There had been a sadness when she’d talked about him. This guy had hurt her somehow. And I hated that. Even worse, the guy was oblivious to it. Or maybe just in denial. He kept talking in the thread about how amazing it would be to see her again at the club that weekend. The group had decided to all go stag. No dates, just a group meeting up and sticking together.

Sadie, who had never gone clubbing before, didn’t fight me on driving in together again, although she decided to leave her car at my place rather than have me come to her apartment. This was not as out-there as newsraiding, but definitely not a place to come alone. There was no way I’d be letting her out of my sight. Zane might be my assignment, but Sadie was my priority, whether she considered us friends or not.

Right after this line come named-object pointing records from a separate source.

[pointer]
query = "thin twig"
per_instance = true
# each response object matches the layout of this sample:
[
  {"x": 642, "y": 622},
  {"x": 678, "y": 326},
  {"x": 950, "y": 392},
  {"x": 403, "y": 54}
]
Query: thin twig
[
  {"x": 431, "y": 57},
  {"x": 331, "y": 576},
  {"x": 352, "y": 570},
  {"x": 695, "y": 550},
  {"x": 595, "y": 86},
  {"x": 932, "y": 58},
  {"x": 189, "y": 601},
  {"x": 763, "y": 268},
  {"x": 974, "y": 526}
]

“This job is a never-ending game of Truth or Dare,” she muttered as we walked up and got in line outside the club. She frowned and tugged at her dress. It was silky and black, with straps that crossed in the back behind her shoulders and then went around her waist and tied in the front.

“You look great,” I assured her. It was the understatement of the year. I’d been tongue-tied for almost a minute when I showed up at her door.

“Yeah, yeah. Save the you-go-girling for someone who cares.”

“Sadie.”

I waited until she was looking at me. Really looking at me. Lost my train of thought. Considered telling her how I really felt. Thought better of it. “You go, girl.” I smiled.